Back to Talks

Privacy Techniques for Data Science in Regulated Environments

Jim Klucar

Audience level: Novice
Topic area: Misc


Demand is increasing for technology companies to safeguard individual data. This presentation examines data privacy regulations currently in place, and teaches data privacy algorithms such as K-anonymization, Randomized Response, and Differential Privacy. Moreover, it will cover Differentially Private machine learning algorithms the impact data privacy has on Machine Learning performance.


By 2018, the world will be producing 50TB of data per second. This explosion of data threatens the privacy of individuals. As a result, the global populace is demanding that technology companies be held responsible for safeguarding individual data.

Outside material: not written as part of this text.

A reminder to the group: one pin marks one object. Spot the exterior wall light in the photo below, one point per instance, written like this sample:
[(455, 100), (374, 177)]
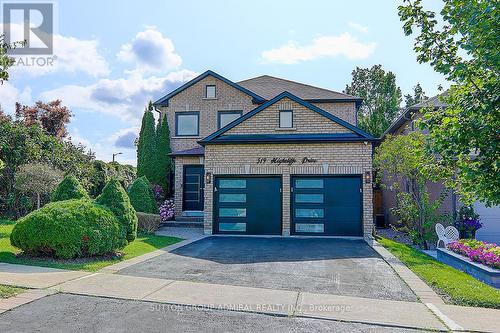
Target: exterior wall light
[(368, 177)]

This has driven countries to implement laws governing individuals’ data rights such as Europe’s General Data Protection Regulation (GDPR), making it even more important that data scientists ensure their techniques maintain privacy to avoid excessive fines.

This presentation examines key points of the data privacy regulations currently in place, and how they impact the way data analysis is currently performed. It will also cover fine-grained details, benefits, pitfalls, and assumptions of techniques designed to maintain privacy, such as K-anonymization, Randomized Response and Differential Privacy.

Furthermore, some assume that the nonlinear nature of AI protects it from privacy violations. This talk will cover how ML algorithms are still vulnerable to privacy violations and the impact these techniques have on Machine Learning algorithms. It will conclude with a case study showcasing how a Differentially Private neural network outperformed a traditionally trained network.